Who doesn’t love a points & miles conspiracy theory?
I have a conspiracy theory, and I don’t think I’m all that wrong. Airlines love a game of follow the leader, and there’s no question that in 2018, that leader is Singapore Air. The airline just cleaned house at the annual SkyTrax World’s Best Airline Awards, and continues to receive applause for the KrisFlyer loyalty program. With well documented “glitches” in partner availability across a variety of airlines lately, I’m beginning to think that airlines wish to limit points redemptions using partner airline miles.
Singapore Air was the first major airline to say no can do for sitting in their forward cabins with miles from other airlines. If you want to fly business or first on Singapore Air, you must redeem Singapore Air points. You can’t use points from their partners. Singapore allows KrisFlyer loyalty program members to convert points from SPG, Amex, Citi and Chase into KrisFlyer miles which still makes them relatively easy to acquire from everyday spending, but by blocking other airlines from cashing in, they control their exposure.
An airline having a glitch with availability is easily within one standard deviation of the norm. But if you read the blogs, which you probably do, you’ve undoubtedly seen that there’s been a series of glitches from a variety of airlines. Cathay Pacific flights haven’t been readily appearing in airline partner programs, same for American Airlines, British Airways and Iberia transfers are blocked, the list goes on. Is this a coincidence, or is this the beginning of proprietary points availability, accessible only to those who hold the airlines points currency?
I’d be more surprised than not if Cathay Pacific’s AsiaMiles program doesn’t copy Singapore Air, and limit points redemptions in business or first class only to those who hold AsiaMiles, rather than American, Alaska and other lucrative partner airline currencies. Qatar Airways is another prime candidate, especially since the airline already blocks OneWorld members from using their “true” business class lounges. When they do, other airlines will inevitably go the same way. The airlines could argue that their points are easier to acquire than ever, via spending, hotel and retail promotions, and that they’re looking to reward customers who are loyal to their program, and not some obscure partner airline program, which offers better rates. If airlines follow this route, seats in economy, and perhaps even premium would still be shared across loyalty programs, but the “good stuff” people seek would not.
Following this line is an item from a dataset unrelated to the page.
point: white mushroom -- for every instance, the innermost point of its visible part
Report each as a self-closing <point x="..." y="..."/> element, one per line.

Airline alliances have also held high level discussions about taking loyalty programs in the opposite direction. Rather than each airline having proprietary points currencies, and strict rules about upgrades, who you booked with, and what not, an alliance wide currency could be formed. Could SkyTeam create a unified currency, where earning rates are the same on all airlines, and you can cash in your points for upgrades or seats on any airline, at one easy to understand price? This approach has vast appeal to the mass market, to those who hate getting bogged down in the draconian flyer speak, and endless sea of red tape, every time they wish to cash in their points. Creating an alliance wide IT system which can communicate in both directions would not be easy, but there’s definitely a big segment of travelers who would love the usability.